By Ed Brock
When he stands at the front of the classroom, Morrow Police Officer Wayne Butler has the undivided attention of every young mind in the room.
That's the key to success for the Drug Abuse Resistance Education program of which Butler is a part. Another key to the program's success is funding, and on Saturday runners in Clayton County and the surrounding area will be able to give their support to Butler and the other officers in the DARE program.
Saturday is the day for the city's "Tar and Turf" 4-mile run to benefit the DARE program.
Morrow has participated in the DARE program since 1989, Morrow Police Chief Charlie Sewell said.
"Basically the DARE officers go into the schools and they teach the students how to say no to drugs," Sewell said. "They teach them how to walk away, how to change the subject."
At B.C. Haynie Elementary School on Tuesday Butler told one class that it was OK to say no to friends and urged them to make their own decisions.
"A lot of times if we let our best friends make a decision for us it may be a decision that affects you for the rest of your life," Butler said.
The work books that Butler distributes to the DARE classes are provided by the school system, Sewell said.
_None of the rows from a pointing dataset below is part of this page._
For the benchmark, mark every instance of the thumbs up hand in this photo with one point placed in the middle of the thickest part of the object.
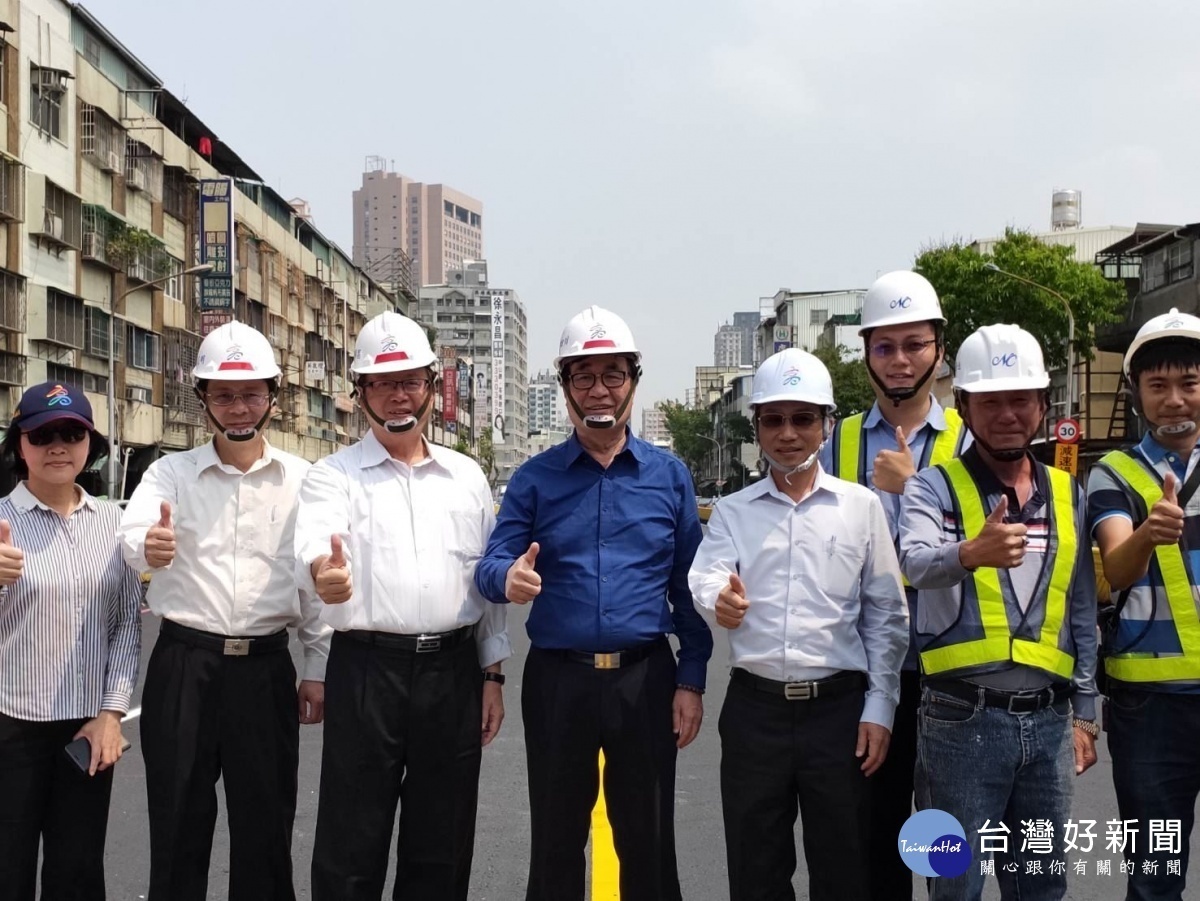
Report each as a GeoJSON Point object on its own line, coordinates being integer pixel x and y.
{"type": "Point", "coordinates": [522, 582]}
{"type": "Point", "coordinates": [160, 547]}
{"type": "Point", "coordinates": [331, 574]}
{"type": "Point", "coordinates": [12, 559]}
{"type": "Point", "coordinates": [999, 544]}
{"type": "Point", "coordinates": [893, 468]}
{"type": "Point", "coordinates": [1164, 526]}
{"type": "Point", "coordinates": [732, 604]}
The money raised by the Tar and Turf goes to cover incidentals like T-shirts, pens and bookmarks that bear the DARE logo.
"Things the kids can take home with them and have reminders of the DARE program," Sewell said.
The race derives its name from the fact that its route includes paved roads and the wooded paths of Reynolds Nature Preserve on Reynolds Road. That mix of asphalt roads and shaded dirt paths makes the Tar and Turf unique and attractive, Sewell said.
"Reynolds Nature Preserve is a well kept secret," Sewell said. "The runners go past streams and under oak trees."
And this year they "added a little more turf," said Clayton College & State University track coach Mike Mead who helps to organize the technical side of the race. That's 1,000 more feet of wilderness, making the race 25 percent turf, Mead said. Running in shaded areas can be especially appealing to runners at this time of year.
And there are other changes.
"We're doing the course in reverse so it should be a little faster," Mead said.
With the new direction the third mile of the 4-mile race is downhill.
The runners will set out at 8:30 a.m. from Morrow City Hall at 1500 Morrow Road.
Members of the city's Citizen Corps, including the Citizen Emergency Response Team and the Volunteers In Police Service, will be helping with the race. Moe's Southwest Grill and Waffle House will provide food for the runners.
Door prizes will be given out including to tickets for AirTran Airlines to any destination the airline serves.
There will also be a 1-mile walk as part of the program.
The entry fee is $15. For entry forms and information, stop by the city hall or the Morrow Police Department at 6311-A Murphy Drive or by going to www.cityofmorrow.com, www.rungeorgia.com or www.atlantatrackclub.com.
Sewell said the DARE program has been successful.
"We've had a lot of students come back years later and talk to the officers. They talk about what a positive impact it made in their lives," Sewell said.